You will see that only a chunk of the history is returned. To make that even clearer, try plotting the default reconstruction of the star formation rate:

p.plot(halo['SFR_histogram'])

What is happening to reassemble the full history?

Under the hood, when a property is accessed without the raw() invocation above, the property description is offered the opportunity to reassemble the property. The TimeChunkedProperty class takes responsibility for that, working its way back through the merger tree and assembling the full history from the individual chunks.

It is possible to control its approach to this reassembly through another live property, reassemble().
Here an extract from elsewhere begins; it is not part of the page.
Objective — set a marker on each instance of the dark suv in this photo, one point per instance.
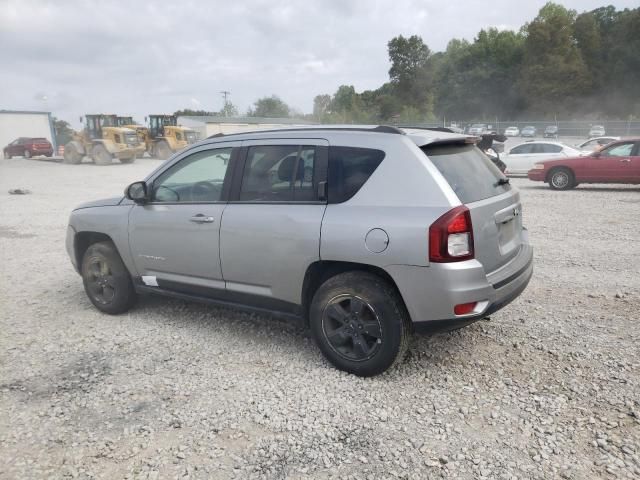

Currently three modes of reassembly are supported:

major (default): follows the major progenitor branch
sum: sums over all progenitors
place: places the raw data from this timestep in a correctly padded array for comparison with the two modes above.

Try plotting the three modes over each other:

p.clf()
p.plot(halo.calculate('reassemble(SFR_histogram, "major")'),"r")
p.plot(halo.calculate('reassemble(SFR_histogram, "sum")'),"b")
p.plot(halo.calculate('reassemble(SFR_histogram, "place")'),"k:")

The differences between the default major reassembly and sum reassembly are discussed in the data exploration tutorial. The place reassembly closely tracks the sum reassembly back to the start point of the stored region, and then drops to zero.

Changing the time resolution

By default each histogram bin is 20 Myr long. You can change this on a per-simulation basis by setting a simulation property. For example, for a 10 Myr time resolution for all time histograms use:

sim = tangos.get_simulation("my_sim")
sim["histogram_delta_t_Gyr"] = 0.01

Note that it is a very bad idea to change this after you have already written some time histograms for a simulation. You will almost certainly end up getting inconsistent results. Always set histogram_delta_t_Gyr before your first tangos write.

Exercising caution

Since the merger tree and the raw histogram data are stored with different time resolutions, there is a caveat: specifically, star formation (or other histogramed activity) in the major and sum branches cannot be distinguished between the penultimate and final timesteps. For that last time interval, these two queries will always give the same result. This is an unavoidable technical limitation which normally does not impact on science analysis but should be borne in mind. The remedy is to use finer time stepping such that the problem time interval is as short as possible.